A NORTH-EAST artist has maintained the controversial reputation of Britain's most high-profile art award following suggestions he copied a painting from the cover of a 1970 sci-fi novel.

Hexham-born Glenn Brown, the only British-born artist to make the shortlist of last night's Turner Prize, became famous in the art world for his reinterpretation of classic artists such as Rembrandt, Dali and Van Gogh.

But it has emerged that one of his works, entitled Loves of Shepherds 2000, is a close copy of the cover of the 1970s Robert A Heinlein's novel, Double Star.

But Turner judges chairman Sir Nicholas Serota yesterday defended Brown against suggestions his painting was simply a copy of the illustration.

"I would argue that it's not a piece of plagiarism in the first place," Sir Nicholas said.
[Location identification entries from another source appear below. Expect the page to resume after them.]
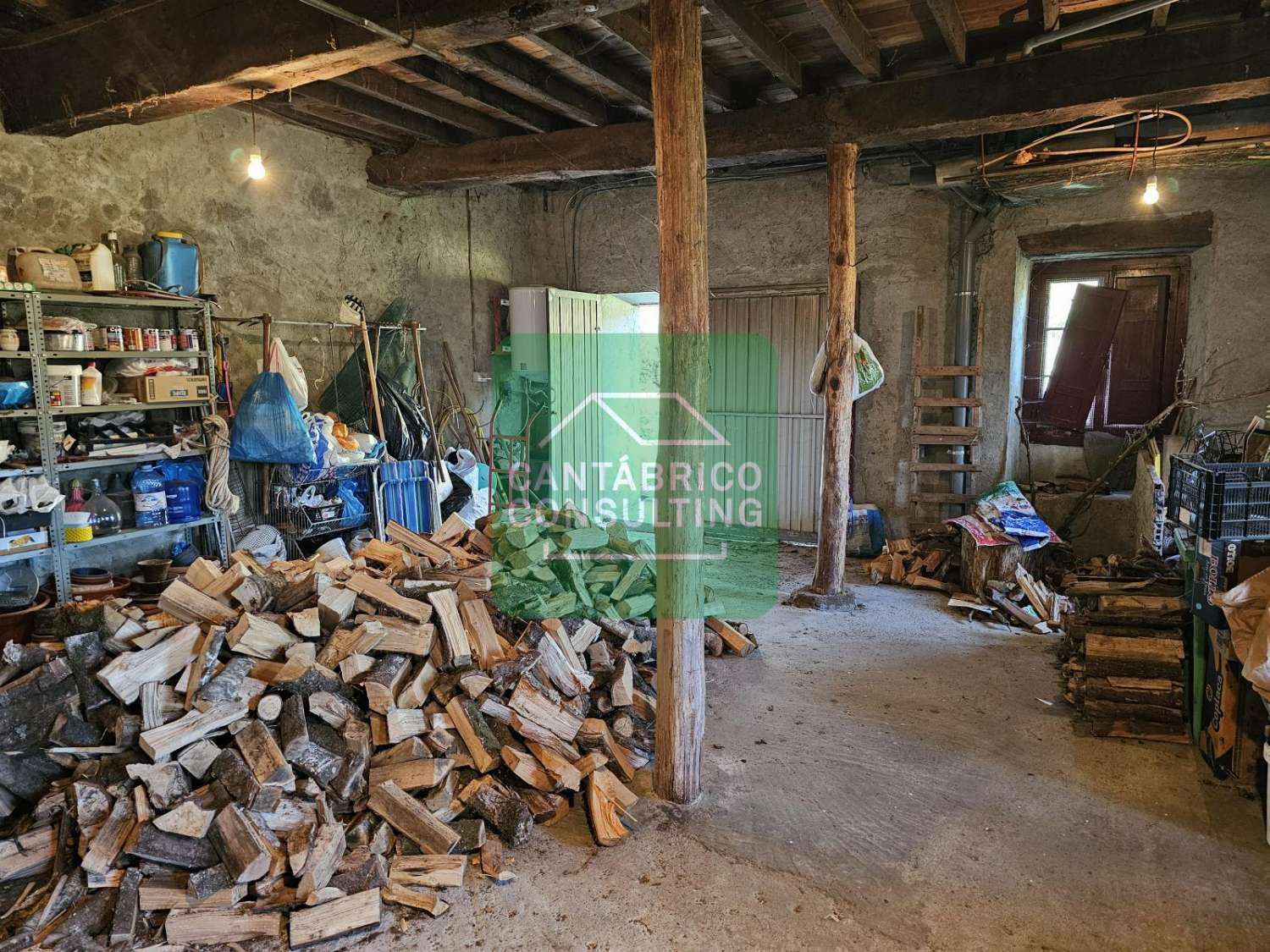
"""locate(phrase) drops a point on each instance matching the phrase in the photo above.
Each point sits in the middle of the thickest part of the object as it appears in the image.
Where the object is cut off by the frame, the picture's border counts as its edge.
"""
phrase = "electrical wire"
(1100, 124)
(220, 498)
"But we certainly know that Glenn Brown has frequently used the work of other artists in developing his own work, but that is true of Picasso, who borrowed from Rembrandt - this is not new.
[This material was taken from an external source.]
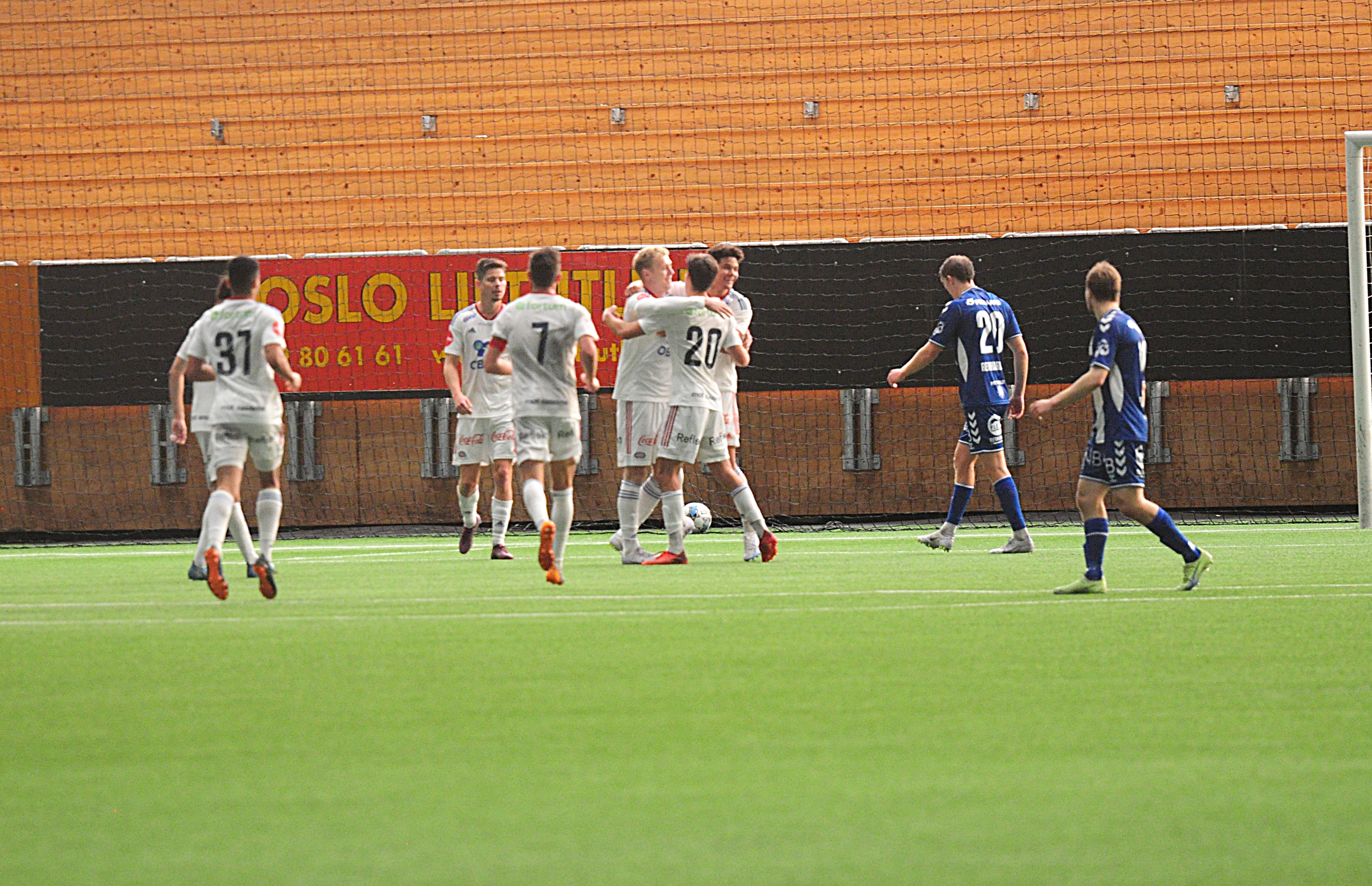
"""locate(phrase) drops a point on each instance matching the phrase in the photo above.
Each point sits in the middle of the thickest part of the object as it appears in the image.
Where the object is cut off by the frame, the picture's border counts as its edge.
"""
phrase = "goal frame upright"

"The issue really is what the artist does with the material that he has borrowed. Glenn Brown is a rather remarkable painter and artist. He uses other artists' work, but that doesn't mean to say you could possibly mistake his work for theirs."

The £20,000 Turner Prize, established in 1984, is open to all artists working in the UK, and to British artists working abroad.

But 34-year-old Brown, who left his native North-East in 1984 for Norwich School of Art followed by Goldsmith's College in London where he now lives and works, first courted controversy in 1996, when he insisted that the walls of the Queen's Hall Arts Centre, Hexham, were painted bright yellow to display his work.

He is not the first Turner finalist to court controversy. Last year, Tracy Emin's installation of a soiled bed made the shortlist, and in 1995, Damien Hirst's pickled animal carcasses won the prize.

This year's finalists included Tomoko Takahashi, originally from Japan, painter Michael Raedecker, from Amsterdam and German-born photographer Wolfgang Tillmans.

Sir Nicholas said the success of foreign artists was not a question of British artists not being up to scratch.